RAVEN is a small geomatics toolkit for turning a digital elevation model into a reproducible drainage-network package:

Reproducible Accumulation, Vectorization, and Edge Networks.

The project is designed for readable hydrologic terrain analysis workflows. Given a DEM and a simple YAML config, RAVEN can condition the raster, calculate D8 flow direction and accumulation, extract streams, delineate simple drainage areas, build a directed reach graph, calculate stream ordering, attach reach/basin attributes, and export quicklook figures for review.

About

RAVEN is a portfolio-scale geomatics project focused on terrain analysis, raster processing, vector hydrography, and graph-based stream networks. It is intentionally compact: the code is large enough to show the full workflow, but small enough for a reviewer to read in one sitting.

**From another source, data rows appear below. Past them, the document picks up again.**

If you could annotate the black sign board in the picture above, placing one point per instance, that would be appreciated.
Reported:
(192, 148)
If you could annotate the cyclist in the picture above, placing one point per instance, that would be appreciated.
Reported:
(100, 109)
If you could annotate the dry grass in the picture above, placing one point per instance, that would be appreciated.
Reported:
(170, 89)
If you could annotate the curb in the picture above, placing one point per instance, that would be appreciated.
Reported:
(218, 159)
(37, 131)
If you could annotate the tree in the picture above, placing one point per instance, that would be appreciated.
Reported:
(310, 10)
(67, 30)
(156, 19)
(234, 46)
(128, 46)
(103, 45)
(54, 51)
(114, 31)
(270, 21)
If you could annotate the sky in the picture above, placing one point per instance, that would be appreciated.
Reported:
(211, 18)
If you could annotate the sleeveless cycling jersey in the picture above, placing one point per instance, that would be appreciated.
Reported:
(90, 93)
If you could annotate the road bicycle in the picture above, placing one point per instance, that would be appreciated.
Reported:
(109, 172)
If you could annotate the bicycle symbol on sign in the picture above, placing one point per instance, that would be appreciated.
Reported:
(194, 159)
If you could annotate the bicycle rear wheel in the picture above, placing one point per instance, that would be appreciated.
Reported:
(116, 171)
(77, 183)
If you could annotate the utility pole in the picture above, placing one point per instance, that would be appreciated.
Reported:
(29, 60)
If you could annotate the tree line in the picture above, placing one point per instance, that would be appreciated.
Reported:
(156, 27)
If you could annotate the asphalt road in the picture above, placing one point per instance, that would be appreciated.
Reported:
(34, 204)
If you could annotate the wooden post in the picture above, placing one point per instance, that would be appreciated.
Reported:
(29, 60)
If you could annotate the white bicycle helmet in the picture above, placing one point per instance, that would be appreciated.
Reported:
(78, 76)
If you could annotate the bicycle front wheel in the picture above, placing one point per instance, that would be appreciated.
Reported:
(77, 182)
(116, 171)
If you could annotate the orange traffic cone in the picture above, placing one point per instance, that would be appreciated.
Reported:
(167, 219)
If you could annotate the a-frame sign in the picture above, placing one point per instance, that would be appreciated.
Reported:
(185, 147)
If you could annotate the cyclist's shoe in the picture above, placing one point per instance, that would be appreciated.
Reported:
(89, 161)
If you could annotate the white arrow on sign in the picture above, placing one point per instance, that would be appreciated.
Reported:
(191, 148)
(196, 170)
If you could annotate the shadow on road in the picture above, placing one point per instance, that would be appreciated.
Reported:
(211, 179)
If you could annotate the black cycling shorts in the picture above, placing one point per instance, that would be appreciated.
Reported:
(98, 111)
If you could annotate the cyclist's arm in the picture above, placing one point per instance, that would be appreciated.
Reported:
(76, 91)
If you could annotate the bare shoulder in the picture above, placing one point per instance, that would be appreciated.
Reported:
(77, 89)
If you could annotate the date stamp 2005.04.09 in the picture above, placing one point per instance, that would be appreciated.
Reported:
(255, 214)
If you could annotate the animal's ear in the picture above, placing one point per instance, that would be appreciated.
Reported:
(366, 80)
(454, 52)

The bundled demo uses a real Gore Range DEM from Zenodo, prepared as a small projected subset so the workflow can run quickly in a repository checkout.

Skills Demonstrated

  • DEM conditioning, flow accumulation, and stream extraction
  • GeoPackage, GraphML, JSON, and raster output handling
  • Hydrologic network validation against reference hydrography
  • Reproducible CLI workflows with tests and documented data lineage

What It Produces

  • conditioned DEM and flow rasters
  • vector stream reaches as GeoPackage layers
  • basin polygons as GeoPackage layers
  • directed reach graphs as GraphML and JSON
  • reach ordering attributes including Strahler and Shreve
  • a six-panel quicklook PNG for visual QA

Quickstart

python -m venv .venv
source .venv/bin/activate
pip install -e .
raven run configs/example_aoi.yml

The example config points to data/processed/gore_range_albers_250m_subset.tif, a projected subset derived from the Gore Range GeoTIFF archive in Zenodo record 10.5281/zenodo.3940482. For real work, copy configs/example_aoi.yml, point dem_path to a projected DEM, and tune the stream threshold for the area of interest. RAVEN refuses geographic CRSs for processing because cell size and area calculations need projected units.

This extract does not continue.